Our study, which is one of the first to assess B-catenin mutated HCA alongside a control group of FNH, contributes to the expanding body of evidence that suggests that the threshold for biopsy and/or resection should perhaps be lowered for lesions showing HBP hyper- or isointensity. Lesions with imaging characteristics exclusively seen in or suggestive of HCA/HCC should be suspected to be HCA/HCC despite the presence of extensive hyper- or isointensity in the HBP and/or a T2-w scar. A T2-w scar was independently associated with FNH in the multivariable analysis, but was also present in 4/14 (29%) of B-catenin-activated HCA. These findings are in line with previous studies that have shown that B-catenin-mutated HCA may show a T2-w scar [39]. Other imaging characteristics suggestive of FNH such as the absence of venous washout or diffusion restriction were also frequently present in B-catenin-activated HCA. Other authors have suggested quantitative HBP analysis to differentiate FNH from HCA/HCC [37]. Our study confirms that hyper- or isointensity in the HBP has a high specificity for FNH, as all included FNH were hyperintense. However, in the current cohort and in previous literature, B-catenin-activated HCA is frequently extensively hyper- or isointense (13/14 B-catenin activated HCA) [40]. In our study, almost half of the HCA and HCC (95/211, 45% of HCA and 43/90, 48% of HCC) were also hyper- or isointense in the HBP, which is much higher than reported in previous studies [1, 10, 14, 15]. Selection bias in patients with HCC who underwent Gd-EOB-DPTA enhanced imaging and in patients with HCA who underwent biopsy and/or resection may be present. Nonetheless, it is striking that 14/48 (29%) of HCA were B-catenin mutated HCA.

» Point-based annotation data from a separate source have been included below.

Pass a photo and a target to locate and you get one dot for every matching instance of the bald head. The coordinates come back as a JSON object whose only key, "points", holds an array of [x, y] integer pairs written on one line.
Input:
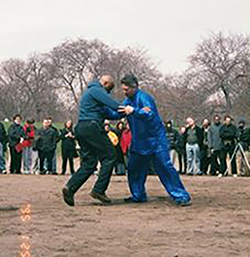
{"points": [[108, 82]]}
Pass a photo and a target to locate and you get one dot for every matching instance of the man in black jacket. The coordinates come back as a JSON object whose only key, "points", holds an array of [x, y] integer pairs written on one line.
{"points": [[3, 141], [194, 140], [172, 136], [229, 136], [46, 145], [93, 140], [16, 135]]}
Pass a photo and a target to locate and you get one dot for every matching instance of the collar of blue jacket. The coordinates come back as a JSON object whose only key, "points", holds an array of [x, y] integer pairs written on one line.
{"points": [[93, 102]]}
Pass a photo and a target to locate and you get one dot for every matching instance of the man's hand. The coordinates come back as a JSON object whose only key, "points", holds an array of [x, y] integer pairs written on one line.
{"points": [[126, 109]]}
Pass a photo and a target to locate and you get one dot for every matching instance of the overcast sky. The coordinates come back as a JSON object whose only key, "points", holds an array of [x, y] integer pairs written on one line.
{"points": [[168, 29]]}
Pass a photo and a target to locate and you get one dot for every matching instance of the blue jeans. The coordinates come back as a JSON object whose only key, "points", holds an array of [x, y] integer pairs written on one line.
{"points": [[193, 157], [27, 159], [2, 159], [137, 174]]}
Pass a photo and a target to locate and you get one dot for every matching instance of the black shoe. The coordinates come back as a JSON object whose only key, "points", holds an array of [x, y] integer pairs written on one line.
{"points": [[100, 196], [131, 200], [68, 197], [128, 200], [188, 203]]}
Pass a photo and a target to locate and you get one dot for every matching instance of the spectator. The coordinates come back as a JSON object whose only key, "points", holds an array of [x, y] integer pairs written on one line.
{"points": [[125, 143], [181, 151], [193, 138], [214, 144], [3, 148], [205, 154], [172, 136], [68, 147], [54, 160], [228, 135], [29, 130], [16, 135], [120, 162], [244, 138], [46, 145]]}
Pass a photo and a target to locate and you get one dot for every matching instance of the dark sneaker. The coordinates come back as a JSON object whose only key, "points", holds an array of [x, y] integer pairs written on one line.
{"points": [[131, 200], [68, 197], [128, 200], [188, 203], [101, 197]]}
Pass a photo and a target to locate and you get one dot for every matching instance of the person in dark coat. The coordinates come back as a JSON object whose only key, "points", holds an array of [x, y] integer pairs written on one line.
{"points": [[3, 148], [46, 145], [205, 153], [172, 136], [194, 140], [120, 161], [93, 140], [229, 136], [16, 136], [181, 151], [68, 147], [214, 144]]}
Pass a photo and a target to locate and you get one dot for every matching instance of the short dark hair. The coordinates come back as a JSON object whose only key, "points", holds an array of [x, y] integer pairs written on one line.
{"points": [[31, 121], [130, 80], [216, 116], [228, 116], [16, 116]]}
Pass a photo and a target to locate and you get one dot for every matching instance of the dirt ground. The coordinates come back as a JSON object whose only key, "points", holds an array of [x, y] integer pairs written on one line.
{"points": [[215, 225]]}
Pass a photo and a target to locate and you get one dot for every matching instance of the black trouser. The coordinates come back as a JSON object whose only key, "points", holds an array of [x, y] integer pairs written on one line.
{"points": [[182, 158], [46, 155], [223, 156], [65, 157], [15, 161], [205, 160], [95, 146], [215, 155]]}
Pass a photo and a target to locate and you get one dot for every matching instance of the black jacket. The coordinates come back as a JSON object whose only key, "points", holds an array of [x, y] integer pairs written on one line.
{"points": [[15, 133], [244, 137], [47, 139], [3, 136], [228, 135], [180, 144], [68, 143], [199, 134], [172, 136]]}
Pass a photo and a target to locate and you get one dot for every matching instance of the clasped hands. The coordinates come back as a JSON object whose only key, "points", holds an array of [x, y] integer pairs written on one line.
{"points": [[126, 109], [129, 109]]}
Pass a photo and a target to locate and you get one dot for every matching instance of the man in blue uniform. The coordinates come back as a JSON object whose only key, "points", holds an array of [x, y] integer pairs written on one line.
{"points": [[93, 140], [149, 143]]}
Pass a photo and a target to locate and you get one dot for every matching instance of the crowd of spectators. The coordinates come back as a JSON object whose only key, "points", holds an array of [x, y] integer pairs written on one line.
{"points": [[199, 150]]}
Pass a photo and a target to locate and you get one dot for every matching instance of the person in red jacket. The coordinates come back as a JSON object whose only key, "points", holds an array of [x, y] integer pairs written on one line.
{"points": [[29, 130], [125, 143]]}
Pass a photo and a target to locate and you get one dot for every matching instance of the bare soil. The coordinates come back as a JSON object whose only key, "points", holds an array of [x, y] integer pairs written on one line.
{"points": [[215, 225]]}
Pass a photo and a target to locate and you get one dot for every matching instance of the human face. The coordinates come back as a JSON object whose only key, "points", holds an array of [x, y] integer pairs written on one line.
{"points": [[46, 124], [128, 91], [190, 122], [18, 120], [227, 121], [109, 85], [69, 124]]}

This study has some limitations. First, diffusion-weighted imaging was excluded from multivariable analysis because these were often missing due to insufficient quality. Second, the method to characterize B-catenin-activated HCA provided high specificity for B-catenin-activated HCA, but may lack sensitivity [41, 42]. This may have introduced bias as exclusively lesions with strong B-catenin activation (indicated by overexpression of GS-staining) may have been included and limits the number of B-catenin activated HCA identified in the current study [42]. Third, the retrospective study design is prone to selection bias and the sample size may lead to overfitting of the multivariable logistic regression analysis. Thus, caution is advised when extrapolating the imaging characteristics that were exclusively observed in FNH or HCA/HCC in our study to larger and other populations. In addition, external validation of the CART analysis is warranted. Fourth and finally, the differentiation with other types of potentially hyper- or isointense liver lesions was not assessed. These other lesions were excluded from this study as these are hyper- or isointense not due to intracellular uptake in hepatocytes, but through other mechanisms [1].

In conclusion, our study provides a diagnostic algorithm with potential clinical application. For lesion hyper- or isointense in the HBP, raster or atoll fingerprint, sinusoidal dilatation, hemosiderin, T1-w hyperintensity, and/or nodule-in nodule partification should lead to suspicion of HCA/HCC. If these lesions are extensively hyper- to isointense in the HBP, further investigation may be warranted.